65th ISI World Statistics Congress 2025 | The Hague

65th ISI World Statistics Congress 2025 | The Hague

Novel Statistical Approaches for Natural Hazards

Organiser

SG
Serge Guillas

Participants

  • SG
    Prof. Serge Guillas
    (Chair)

  • ES
    Elaine Spiller
    (Presenter/Speaker)
  • Post-fire debris flow hazard assessment and runout forecasting

  • TM
    Takemasa Miyoshi
    (Presenter/Speaker)
  • Big data assimilation for weather prediction

  • PT
    Pierre Tandeo
    (Presenter/Speaker)
  • Discovering latent variables in incomplete dynamical systems

  • MB
    Prof. Mark Bebbington
    (Presenter/Speaker)
  • Probabilistic forecasting of volcanic multihazards

  • Category: The International Environmetrics Society (TIES)

    Proposal Description

    According to the Aon Annual Climate and Catastrophe Insight report, the number of large-loss natural hazard events reached record levels in 2023, with 66 billion-dollar economic loss events, and 37 billion-dollar insured loss events. Earthquakes caused the most economic losses, while severe convective storms were most costly to insurers. 95,000 people globally lost their lives due to natural hazards in 2023 – the highest number since 2010 – resulting largely from earthquakes and heatwaves. With insurance covering only $118 billion, or 31 percent of total losses, the 'protection gap' stood at 69 percent, which highlights the urgency to expand insurance coverage.
    The speakers are addressing prediction in real-time of extreme events whose dynamics are complex. These predictions, accompanied by uncertainties, form the basis of early warnings systems. These include novel statistical approaches to forecast tropical cyclones that form over the ocean (Pierre Tandeo, IMT-Atlantique, France), novel data assimilation at large scale and high time frequency using High Performance computing with the Fugaku supercomputer in Japan for heavy rain events (Takemasa Miyoshi, RIKEN-CCS, Japan). Also the session will have a specific focus on multihazards for near-term of long term assessments, either triggered by one another or as a diverse outcome. Elaine Spiller (Marquette University, USA) combines understanding of the fire conditions that create the conditions for subsequent catastrophic debris flow due to rain following the fire (as in deadly evens in California recently).
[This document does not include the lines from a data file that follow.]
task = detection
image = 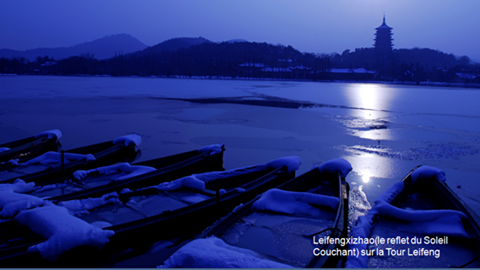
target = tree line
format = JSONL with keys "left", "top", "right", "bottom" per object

{"left": 0, "top": 41, "right": 478, "bottom": 83}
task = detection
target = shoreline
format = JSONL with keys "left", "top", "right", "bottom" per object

{"left": 2, "top": 73, "right": 480, "bottom": 90}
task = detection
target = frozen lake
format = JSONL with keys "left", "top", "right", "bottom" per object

{"left": 1, "top": 75, "right": 480, "bottom": 214}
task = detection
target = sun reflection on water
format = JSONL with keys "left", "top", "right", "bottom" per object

{"left": 345, "top": 83, "right": 397, "bottom": 120}
{"left": 362, "top": 174, "right": 370, "bottom": 183}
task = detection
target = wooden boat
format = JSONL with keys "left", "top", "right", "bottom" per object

{"left": 0, "top": 130, "right": 61, "bottom": 163}
{"left": 126, "top": 158, "right": 351, "bottom": 268}
{"left": 25, "top": 144, "right": 225, "bottom": 202}
{"left": 0, "top": 135, "right": 141, "bottom": 185}
{"left": 0, "top": 156, "right": 300, "bottom": 267}
{"left": 346, "top": 165, "right": 480, "bottom": 268}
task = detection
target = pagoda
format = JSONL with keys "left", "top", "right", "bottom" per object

{"left": 374, "top": 15, "right": 393, "bottom": 52}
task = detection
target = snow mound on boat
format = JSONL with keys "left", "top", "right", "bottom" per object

{"left": 14, "top": 205, "right": 114, "bottom": 261}
{"left": 159, "top": 236, "right": 292, "bottom": 268}
{"left": 0, "top": 188, "right": 49, "bottom": 218}
{"left": 411, "top": 165, "right": 446, "bottom": 184}
{"left": 317, "top": 158, "right": 352, "bottom": 178}
{"left": 198, "top": 144, "right": 224, "bottom": 156}
{"left": 347, "top": 166, "right": 467, "bottom": 268}
{"left": 252, "top": 188, "right": 339, "bottom": 216}
{"left": 8, "top": 151, "right": 95, "bottom": 166}
{"left": 155, "top": 176, "right": 205, "bottom": 192}
{"left": 266, "top": 156, "right": 302, "bottom": 173}
{"left": 58, "top": 192, "right": 121, "bottom": 215}
{"left": 35, "top": 129, "right": 62, "bottom": 141}
{"left": 0, "top": 178, "right": 35, "bottom": 193}
{"left": 152, "top": 156, "right": 301, "bottom": 192}
{"left": 73, "top": 163, "right": 156, "bottom": 181}
{"left": 113, "top": 134, "right": 142, "bottom": 147}
{"left": 374, "top": 181, "right": 404, "bottom": 205}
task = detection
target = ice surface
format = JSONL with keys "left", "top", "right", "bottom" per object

{"left": 411, "top": 165, "right": 446, "bottom": 184}
{"left": 73, "top": 163, "right": 156, "bottom": 181}
{"left": 348, "top": 185, "right": 372, "bottom": 228}
{"left": 266, "top": 156, "right": 302, "bottom": 173}
{"left": 198, "top": 144, "right": 224, "bottom": 156}
{"left": 34, "top": 129, "right": 62, "bottom": 141}
{"left": 252, "top": 188, "right": 339, "bottom": 216}
{"left": 159, "top": 236, "right": 293, "bottom": 268}
{"left": 317, "top": 158, "right": 352, "bottom": 178}
{"left": 14, "top": 204, "right": 114, "bottom": 261}
{"left": 112, "top": 134, "right": 142, "bottom": 147}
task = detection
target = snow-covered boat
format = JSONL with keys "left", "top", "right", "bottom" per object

{"left": 0, "top": 156, "right": 301, "bottom": 267}
{"left": 347, "top": 165, "right": 480, "bottom": 268}
{"left": 0, "top": 134, "right": 141, "bottom": 185}
{"left": 135, "top": 158, "right": 351, "bottom": 268}
{"left": 0, "top": 129, "right": 61, "bottom": 163}
{"left": 25, "top": 144, "right": 225, "bottom": 202}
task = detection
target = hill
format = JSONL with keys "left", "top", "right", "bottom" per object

{"left": 133, "top": 37, "right": 211, "bottom": 56}
{"left": 0, "top": 34, "right": 147, "bottom": 60}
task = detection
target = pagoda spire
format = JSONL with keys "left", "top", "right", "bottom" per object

{"left": 374, "top": 15, "right": 393, "bottom": 52}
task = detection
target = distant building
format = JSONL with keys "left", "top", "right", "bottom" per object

{"left": 374, "top": 15, "right": 394, "bottom": 53}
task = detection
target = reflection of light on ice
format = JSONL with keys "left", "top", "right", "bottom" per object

{"left": 347, "top": 84, "right": 387, "bottom": 120}
{"left": 348, "top": 185, "right": 372, "bottom": 228}
{"left": 362, "top": 174, "right": 370, "bottom": 183}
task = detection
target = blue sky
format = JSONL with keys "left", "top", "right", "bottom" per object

{"left": 1, "top": 0, "right": 479, "bottom": 60}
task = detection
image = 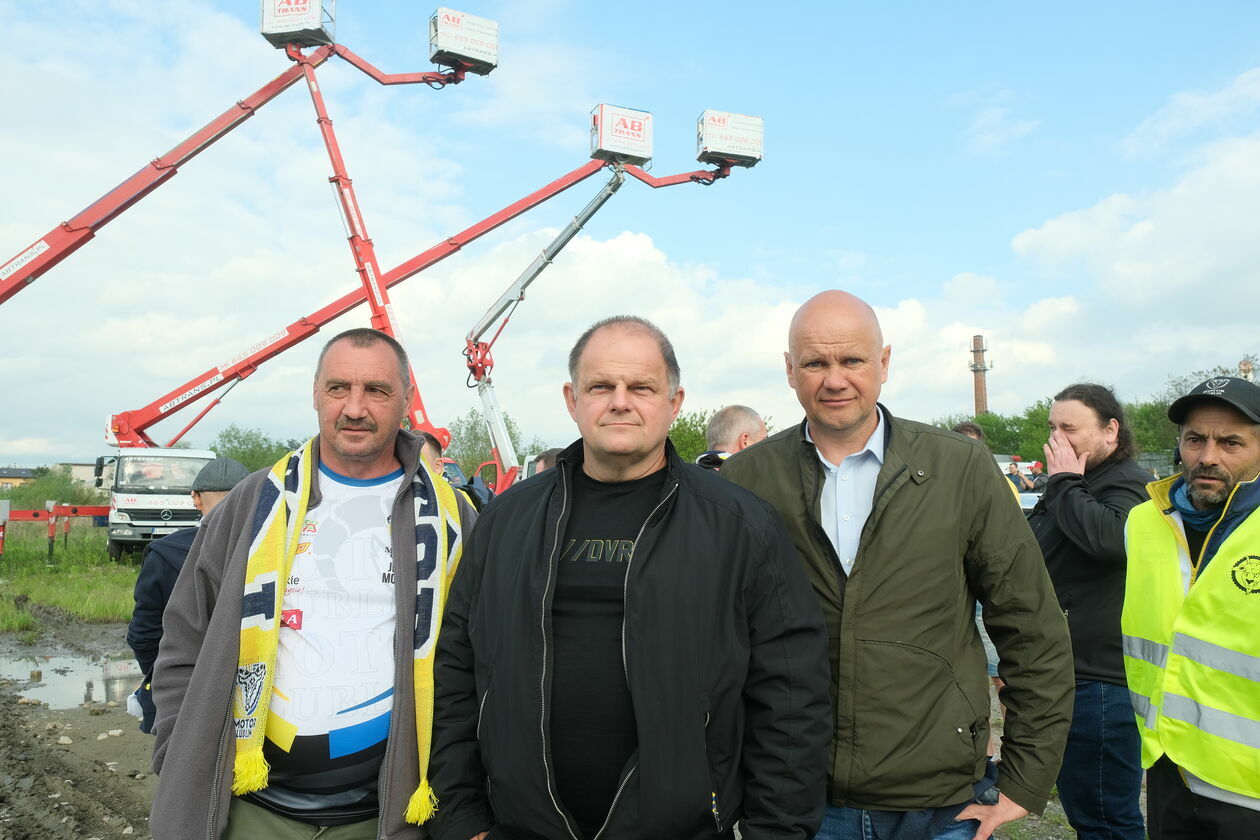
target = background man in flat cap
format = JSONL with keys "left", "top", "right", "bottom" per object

{"left": 1123, "top": 376, "right": 1260, "bottom": 838}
Mark Bebbington (Massey University, New Zealand). will focus on probabilistic forecasting the various hazards that can result from a volcanic eruption. The use of surrogate models, also known as statistical emulation, will be key to some of the discussions. Indeed, the need to quickly and fully assess the range of outcomes, and their distributions, known as Uncertainty Quantification, is essential in the field of hazard assessments.